私もいつもそう思っているんですけれども、いつの間にか自分自身が人からそう思われる存在になっていた(笑)。
いろいろなことをしておりますが、どこへ行っても驚かれることが多くなりました。それで年齢を聞かれて、「昭和二十六年生まれで、今年五十二歳です」と言うと、だいたいの方が「へえー」と思うらしいです。中国では、会う前は八十六、七歳と思われていたようです。
会員さんのなかにも、最初に私を見て「若いのでビックリした」という方が結構いらっしゃいます。「神界からの神通力」(たちばな出版刊)は、三十四歳で書いたのですが、皆さん、六十~七十歳ぐらいだと思ったのではないでしょうか。
「実際にお目にかかって、若いので驚きました」ということはよく言われました。「強運」は三十五歳です。「神霊界」も三十五歳で書きましたから。
それからもう一万年ぐらいたったかな?そこまでたってないか(笑)。
いつのまにか、時には驚かれたり、逆に目標にされたりする存在になってはきましたが、それでも世の中には、ものすごい人がたくさんいます。どんな分野においても、上には上がありますから、少しでも近づいていくように勉強しなければといつも思っています。
そう思いながらこの年になってきて、さらに「高い志が足りない」「勉強が足りない」「まだまだ足りない」「全然だめだな」と、ずーっとそう思い続けながら、一歩でも二歩でも近づこうという気持ちで、努力をしているのです。自分よりも、もっと上のことばかり考えて、そうじゃない人のことはあまり思いません。
あの世に行ったり、こっちに戻って来たりする感覚は敏感ですけど、それでもスウェーデンボルグとか出口王仁三郎さんとか、たくさん神霊界の方がおられますからね。
ただ、仕組の神様がそこにお懸かりになって教えてくれるかどうかということは、神様のほうから白羽の矢を立てるわけです。
自分で行をすれば、ある程度の霊能力を身につけることはできるけれど、それだけの人間には仕組の神は、お懸かりにならない。霊能力があると言っても、傲慢にならずに、純粋な真心をもって一生懸命神様のために生きていく人にお懸かりになるわけです。
その神様が教えてくださるから、普通の霊能者にわからないことがわかるだけのことなんです。
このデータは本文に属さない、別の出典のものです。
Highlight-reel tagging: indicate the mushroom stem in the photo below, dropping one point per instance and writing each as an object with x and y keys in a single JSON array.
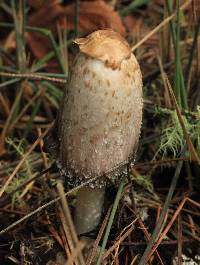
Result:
[{"x": 88, "y": 209}]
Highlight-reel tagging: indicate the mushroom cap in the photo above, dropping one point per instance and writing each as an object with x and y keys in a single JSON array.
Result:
[{"x": 100, "y": 117}]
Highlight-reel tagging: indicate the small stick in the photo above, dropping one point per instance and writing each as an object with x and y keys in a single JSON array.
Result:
[
  {"x": 35, "y": 76},
  {"x": 68, "y": 218}
]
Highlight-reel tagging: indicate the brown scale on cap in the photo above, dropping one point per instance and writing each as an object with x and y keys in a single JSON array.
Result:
[
  {"x": 105, "y": 80},
  {"x": 98, "y": 125}
]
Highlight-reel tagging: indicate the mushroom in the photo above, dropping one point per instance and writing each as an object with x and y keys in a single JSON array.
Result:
[{"x": 98, "y": 125}]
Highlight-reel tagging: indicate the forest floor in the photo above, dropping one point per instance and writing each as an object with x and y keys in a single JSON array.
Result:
[{"x": 157, "y": 219}]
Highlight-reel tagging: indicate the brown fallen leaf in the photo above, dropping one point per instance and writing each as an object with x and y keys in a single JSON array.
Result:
[{"x": 93, "y": 15}]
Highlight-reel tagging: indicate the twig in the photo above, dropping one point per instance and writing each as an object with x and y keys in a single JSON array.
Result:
[
  {"x": 96, "y": 243},
  {"x": 34, "y": 76},
  {"x": 68, "y": 218},
  {"x": 75, "y": 253}
]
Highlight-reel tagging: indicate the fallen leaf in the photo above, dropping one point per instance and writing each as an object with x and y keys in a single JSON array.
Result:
[{"x": 93, "y": 15}]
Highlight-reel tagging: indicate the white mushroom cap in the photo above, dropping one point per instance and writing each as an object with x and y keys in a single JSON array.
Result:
[{"x": 100, "y": 119}]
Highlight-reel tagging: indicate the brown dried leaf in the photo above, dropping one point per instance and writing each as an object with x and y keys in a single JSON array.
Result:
[{"x": 93, "y": 15}]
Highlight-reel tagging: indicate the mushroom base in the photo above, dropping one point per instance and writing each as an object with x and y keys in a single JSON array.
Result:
[{"x": 88, "y": 209}]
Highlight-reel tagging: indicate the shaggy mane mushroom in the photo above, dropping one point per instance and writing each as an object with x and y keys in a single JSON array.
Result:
[{"x": 98, "y": 125}]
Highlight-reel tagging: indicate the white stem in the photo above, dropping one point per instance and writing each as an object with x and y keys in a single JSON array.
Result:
[{"x": 88, "y": 209}]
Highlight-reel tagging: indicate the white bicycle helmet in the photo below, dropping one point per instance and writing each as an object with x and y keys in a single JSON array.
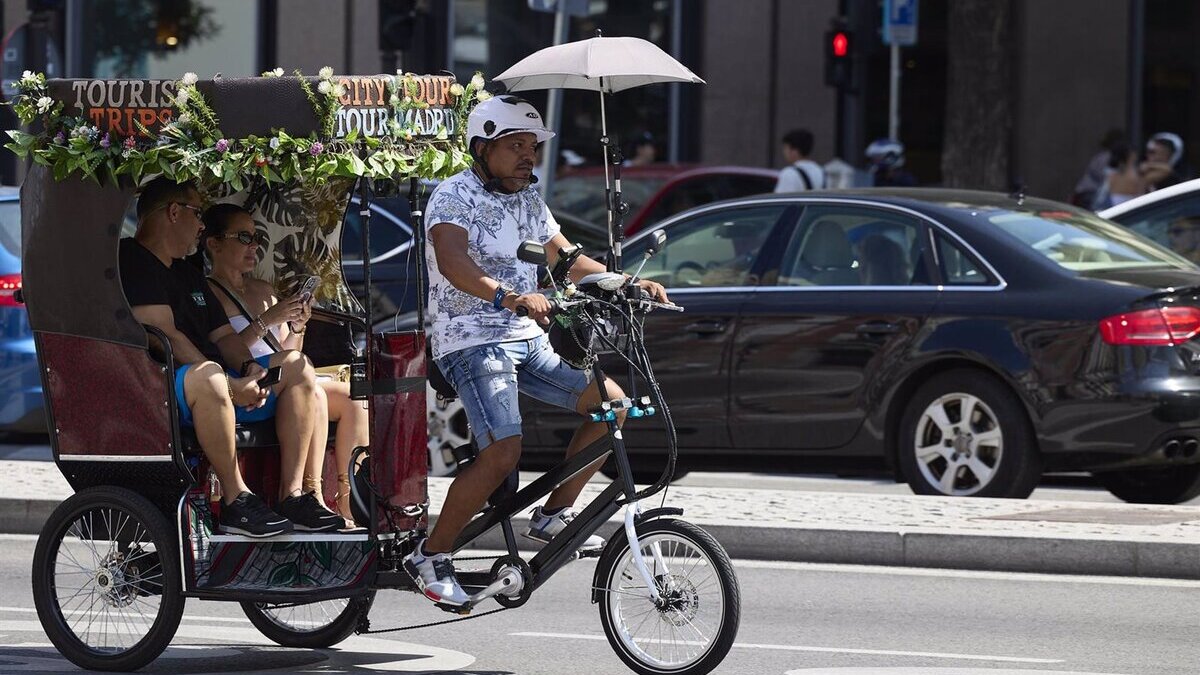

ですから、それは神様が教えてくださることであって、自分の能力ではありません。客観的に考えれば、それも能力の一環ではあるかもしれませんが、自分自身としては自分の能力と思っていません。神様から授かったものをお取り次ぎさせていただいているだけのことです。
それでは、自分自身はどれだけのものができるだろうかと考えたら、常に足りないなあと思って、ずーっと勉強し研鑽してるわけです。世の中にはものすごい人がたくさんいます。
それと比べてみれば、まだまだです。全然、研究が足りない。技と技量の研鑽が足りない。さらに、高い志、大きな志を持って励んでいく必要があります。皆さんもそうですし、私自身もそうです。
今日の星ツアーは、皆さんの日ごろのご奉仕に対するご褒美なんだけれども、こういう方向が示されることが、やはりご褒美なんですね。